It seems to me based on the patterns of nature that the octopus is the coming top predator of the planet. Life on land is too easy for generating speciation in humans and their life span is too long. Dolphins are surely intelligent mammals, but they lack that horrible edge that solves the Type I-II problem in the long times. I was listening to the "bloop" and wondering if they have been testing weapons under the ice caps. I don't think they would see us as a threat because we would not suspect their ultimate dominance. Scouring the ocean and creating havoc just raises the differentiation rate. As much as I deplore the malicious nature of people, it would have to be much more to keep the genetic pressure strong enough for people to be individually more adapted.

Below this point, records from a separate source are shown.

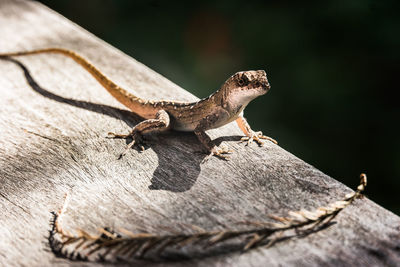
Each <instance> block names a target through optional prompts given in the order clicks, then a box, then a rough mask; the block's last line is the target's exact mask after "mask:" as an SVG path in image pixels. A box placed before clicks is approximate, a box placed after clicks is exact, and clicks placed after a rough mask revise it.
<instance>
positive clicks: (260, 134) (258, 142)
mask: <svg viewBox="0 0 400 267" xmlns="http://www.w3.org/2000/svg"><path fill="white" fill-rule="evenodd" d="M261 139H264V140H268V141H271V142H272V143H274V144H275V145H277V144H278V142H277V141H276V140H275V139H273V138H271V137H268V136H265V135H263V133H262V132H261V131H259V132H253V134H252V136H251V137H249V136H245V137H242V138H241V139H240V142H247V144H246V145H249V144H251V143H253V141H255V142H257V144H258V145H259V146H263V145H264V142H263V141H262V140H261Z"/></svg>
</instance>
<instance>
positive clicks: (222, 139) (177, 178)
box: [149, 132, 242, 192]
mask: <svg viewBox="0 0 400 267" xmlns="http://www.w3.org/2000/svg"><path fill="white" fill-rule="evenodd" d="M166 135H172V134H171V133H169V134H162V135H158V136H157V137H158V138H159V139H164V138H165V136H166ZM241 137H242V136H222V137H218V138H216V139H214V140H213V143H214V144H215V145H217V146H218V145H220V144H221V143H222V142H223V141H239V140H240V138H241ZM171 140H172V142H173V143H176V145H175V144H173V145H171V146H169V149H168V150H167V151H166V150H165V148H163V145H159V144H161V143H164V142H163V141H165V142H169V141H171ZM163 141H161V142H160V140H159V141H158V142H157V144H154V145H153V144H152V146H151V147H152V149H153V150H154V151H155V152H156V153H157V154H159V155H162V154H163V156H161V157H159V164H158V166H157V168H156V170H155V171H154V174H153V178H152V179H151V185H150V186H149V189H150V190H166V191H171V192H185V191H187V190H190V189H191V188H192V186H193V185H194V184H195V182H196V180H197V178H198V176H199V174H200V171H201V168H200V166H201V164H202V163H204V162H205V161H207V160H222V159H216V158H214V157H212V158H210V159H207V157H208V154H207V153H206V152H205V151H203V147H202V145H201V144H200V142H199V141H198V140H197V138H196V136H195V135H194V134H192V133H185V132H173V136H169V137H168V140H165V139H164V140H163ZM194 144H196V145H194ZM166 153H168V154H166ZM188 159H190V161H188Z"/></svg>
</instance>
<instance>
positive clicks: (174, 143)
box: [0, 57, 240, 192]
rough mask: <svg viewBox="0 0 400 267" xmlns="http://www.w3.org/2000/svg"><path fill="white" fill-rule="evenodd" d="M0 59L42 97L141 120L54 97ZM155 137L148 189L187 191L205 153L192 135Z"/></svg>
mask: <svg viewBox="0 0 400 267" xmlns="http://www.w3.org/2000/svg"><path fill="white" fill-rule="evenodd" d="M0 59H1V60H6V61H10V62H12V63H14V64H16V65H17V66H19V67H20V68H21V69H22V70H23V72H24V76H25V79H26V80H27V82H28V84H29V86H30V87H31V88H32V89H33V90H34V91H35V92H37V93H38V94H40V95H42V96H44V97H47V98H49V99H52V100H55V101H57V102H60V103H65V104H69V105H72V106H75V107H78V108H82V109H86V110H89V111H93V112H97V113H100V114H103V115H106V116H109V117H113V118H116V119H119V120H122V121H124V122H125V123H126V124H127V125H128V126H129V127H131V128H132V127H134V126H135V125H136V124H137V123H139V122H140V121H142V119H141V118H140V117H139V116H137V115H136V114H135V113H133V112H131V111H128V110H123V109H119V108H115V107H111V106H108V105H103V104H96V103H91V102H88V101H82V100H75V99H70V98H66V97H62V96H59V95H57V94H54V93H52V92H50V91H48V90H46V89H44V88H43V87H41V86H40V85H39V84H38V83H37V82H36V81H35V80H34V78H33V77H32V75H31V74H30V71H29V70H28V68H27V67H26V66H25V65H24V64H23V63H21V62H20V61H18V60H16V59H13V58H10V57H0ZM155 138H157V139H159V140H158V141H157V142H154V143H152V142H151V143H150V144H151V148H152V149H153V150H154V152H155V153H156V154H157V156H158V165H157V168H156V170H155V171H154V173H153V177H152V179H151V185H150V186H149V189H150V190H166V191H171V192H184V191H187V190H190V189H191V188H192V186H193V185H194V184H195V182H196V180H197V178H198V176H199V174H200V171H201V168H200V165H201V164H202V163H203V162H204V160H205V158H206V157H207V154H206V153H205V152H203V151H202V146H201V144H200V142H199V141H198V140H197V138H196V136H195V135H194V134H193V133H183V132H177V131H173V132H172V133H171V132H168V133H162V134H157V135H156V136H155ZM239 139H240V136H224V137H219V138H217V139H215V140H214V141H213V142H214V143H215V144H216V145H220V143H221V142H223V141H238V140H239ZM129 142H130V140H129V139H127V140H126V144H128V143H129ZM166 145H168V149H165V146H166ZM188 159H190V160H188Z"/></svg>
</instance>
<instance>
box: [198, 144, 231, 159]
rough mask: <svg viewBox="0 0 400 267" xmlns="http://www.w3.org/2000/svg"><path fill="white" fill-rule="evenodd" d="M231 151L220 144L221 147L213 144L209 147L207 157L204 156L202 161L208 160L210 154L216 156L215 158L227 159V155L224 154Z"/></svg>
mask: <svg viewBox="0 0 400 267" xmlns="http://www.w3.org/2000/svg"><path fill="white" fill-rule="evenodd" d="M232 152H233V150H231V149H228V148H227V147H225V146H221V147H218V146H214V147H213V148H212V149H211V153H210V154H209V155H208V156H207V157H205V159H204V161H206V160H208V159H209V158H211V157H212V156H216V157H217V158H220V159H223V160H229V156H228V155H226V154H230V153H232Z"/></svg>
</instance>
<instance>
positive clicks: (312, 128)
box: [41, 0, 400, 214]
mask: <svg viewBox="0 0 400 267" xmlns="http://www.w3.org/2000/svg"><path fill="white" fill-rule="evenodd" d="M41 2H43V3H44V4H45V5H47V6H49V7H50V8H52V9H54V10H56V11H58V12H59V13H61V14H63V15H64V16H66V17H67V18H69V19H71V20H72V21H74V22H76V23H77V24H79V25H81V26H82V27H84V28H86V29H87V30H89V31H90V32H92V33H94V34H95V35H97V36H99V37H100V38H101V39H103V40H105V41H107V42H108V43H110V44H112V45H114V46H115V47H117V48H119V49H120V50H122V51H124V52H125V53H127V54H129V55H130V56H132V57H133V58H135V59H137V60H139V61H141V62H142V63H144V64H146V65H147V66H149V67H150V68H152V69H154V70H156V71H157V72H159V73H161V74H162V75H164V76H165V77H167V78H168V79H170V80H172V81H173V82H175V83H177V84H178V85H180V86H182V87H183V88H185V89H186V90H188V91H190V92H192V93H193V94H195V95H197V96H198V97H206V96H208V95H209V94H210V93H212V92H213V91H215V90H216V89H218V88H219V86H220V85H221V84H222V83H223V82H224V81H225V79H227V78H228V77H229V76H230V75H232V74H233V73H235V72H237V71H240V70H250V69H265V70H266V71H267V74H268V77H269V80H270V82H271V85H272V89H271V91H270V92H269V93H268V94H267V95H266V96H264V97H260V98H258V99H256V100H255V101H253V102H252V103H251V104H250V105H249V106H248V107H247V108H246V111H245V116H246V117H247V118H248V120H249V122H250V124H251V125H252V127H253V128H254V129H256V130H262V131H263V132H264V133H265V134H267V135H269V136H271V137H274V138H276V139H277V140H278V141H279V144H280V146H282V147H283V148H285V149H286V150H288V151H290V152H292V153H293V154H295V155H297V156H298V157H300V158H302V159H303V160H305V161H306V162H308V163H310V164H312V165H314V166H315V167H317V168H318V169H320V170H322V171H323V172H325V173H327V174H329V175H330V176H332V177H334V178H336V179H337V180H339V181H341V182H343V183H345V184H347V185H348V186H351V187H352V188H354V187H355V185H356V184H357V183H358V176H359V174H360V173H361V172H365V173H367V175H368V177H369V186H368V189H367V195H368V197H370V198H371V199H372V200H374V201H376V202H378V203H379V204H381V205H382V206H384V207H386V208H388V209H390V210H392V211H393V212H395V213H397V214H400V198H399V197H398V196H397V194H398V191H399V190H400V141H399V137H400V133H399V132H400V131H399V122H400V108H399V97H398V93H397V92H398V91H399V85H398V77H399V69H400V64H399V63H400V15H399V12H398V11H399V10H400V9H399V7H400V5H399V3H400V2H399V1H378V0H376V1H371V0H361V1H357V0H337V1H315V2H307V3H304V2H298V3H297V4H289V2H287V1H279V3H278V2H275V3H272V2H267V1H246V2H245V1H228V0H225V1H217V2H216V1H202V2H201V3H199V2H195V1H193V2H190V1H186V2H185V1H171V0H170V1H155V0H154V1H144V0H142V1H132V0H121V1H116V0H105V1H97V0H85V1H82V0H59V1H54V0H42V1H41Z"/></svg>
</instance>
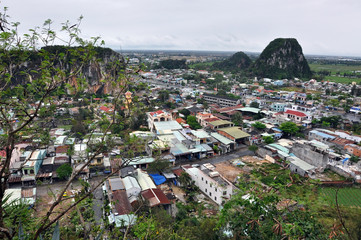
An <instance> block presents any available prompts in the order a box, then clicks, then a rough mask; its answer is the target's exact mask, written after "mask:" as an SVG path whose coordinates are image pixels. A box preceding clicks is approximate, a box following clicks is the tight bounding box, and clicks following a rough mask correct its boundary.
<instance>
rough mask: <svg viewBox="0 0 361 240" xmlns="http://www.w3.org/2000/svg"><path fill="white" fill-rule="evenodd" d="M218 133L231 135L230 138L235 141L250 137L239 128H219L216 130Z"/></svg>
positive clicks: (235, 127) (229, 127) (247, 134)
mask: <svg viewBox="0 0 361 240" xmlns="http://www.w3.org/2000/svg"><path fill="white" fill-rule="evenodd" d="M218 131H222V132H225V133H227V134H229V135H231V136H232V137H234V138H235V139H240V138H246V137H250V136H251V135H249V134H248V133H246V132H243V131H242V130H241V128H240V127H227V128H220V129H218Z"/></svg>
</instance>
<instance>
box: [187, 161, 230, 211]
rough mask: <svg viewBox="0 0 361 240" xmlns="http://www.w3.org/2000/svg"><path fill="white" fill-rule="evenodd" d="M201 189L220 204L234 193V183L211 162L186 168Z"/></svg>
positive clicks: (209, 197) (227, 198) (223, 202)
mask: <svg viewBox="0 0 361 240" xmlns="http://www.w3.org/2000/svg"><path fill="white" fill-rule="evenodd" d="M184 170H185V171H186V172H187V173H188V174H189V175H190V176H191V178H192V180H193V181H194V182H195V184H196V185H197V186H198V187H199V189H200V190H201V191H202V192H203V193H204V194H205V195H207V196H208V197H209V198H210V199H212V201H214V202H216V203H217V204H218V205H223V204H224V203H225V202H226V201H227V200H228V199H230V198H231V196H232V194H233V185H232V183H230V182H229V181H228V180H227V179H225V178H223V177H222V176H221V175H220V174H219V173H218V172H217V171H215V166H213V165H212V164H210V163H206V164H203V165H201V166H200V167H199V168H194V167H192V168H184Z"/></svg>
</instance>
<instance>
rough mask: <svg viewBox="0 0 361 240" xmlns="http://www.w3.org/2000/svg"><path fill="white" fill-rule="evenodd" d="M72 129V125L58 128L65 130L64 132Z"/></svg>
mask: <svg viewBox="0 0 361 240" xmlns="http://www.w3.org/2000/svg"><path fill="white" fill-rule="evenodd" d="M71 127H72V125H62V126H58V128H63V129H64V130H70V129H71Z"/></svg>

It is hard to guess what randomness has designed in the sea and certainly it is the toughest game on the planet.
I could imagine that the ability to mimic could eventually lead to the exact neural structure that gave advantage to apes. I know the Simpson's have already explored the dominance of species in the stars and concluded it is the octopus so I won't claim first principle on that.
Travel in a variably pressurized fluid filled containment would be optimum for space. The ability to deform would also be instrumental in tolerating G forces without loss of consciousness. If I were designing a species for space travel it would probably be a creature that was mostly brain and had no vertebra. I suppose they are just waiting for the machines to wipe us out and then fall in disarray from entropy, and finally take their throne. I would think that the ability to be a living flat panel display on command would be a better form of communication than speech and also less ambiguous. They certainly already know what lying is, so they will have some really good politicians.
I saw a few octopi watching the well in the Gulf and shaking their tentacles. The gist of it seemed to be a joke about the number of human engineers to do something, but I could have translated that wrong. In any case, I doubt that they are worried. It wouldn't be hard to hide a genetic wet bench at the bottom of the ocean.
The octopus is the only invertebrate which has been conclusively shown to use tools.
If an octopus were intelligent and did not want to be found, would we be able to find them in the ocean? It is very difficult to find a metal submarine weighing tons, and something that has the ability to mimic rock would certainly be ignored. They live in three space and some have three hearts. They can lay 100s of thousands of eggs, that is bizarre. With a life span of a year, that is a growth rate of up to 10^5 per year or about 1 every 5 minutes starting from 1 and 100,000 every 5 minutes the next year. That would be larger than the world population in about 2 years ( If they had no enemies ). Roughly.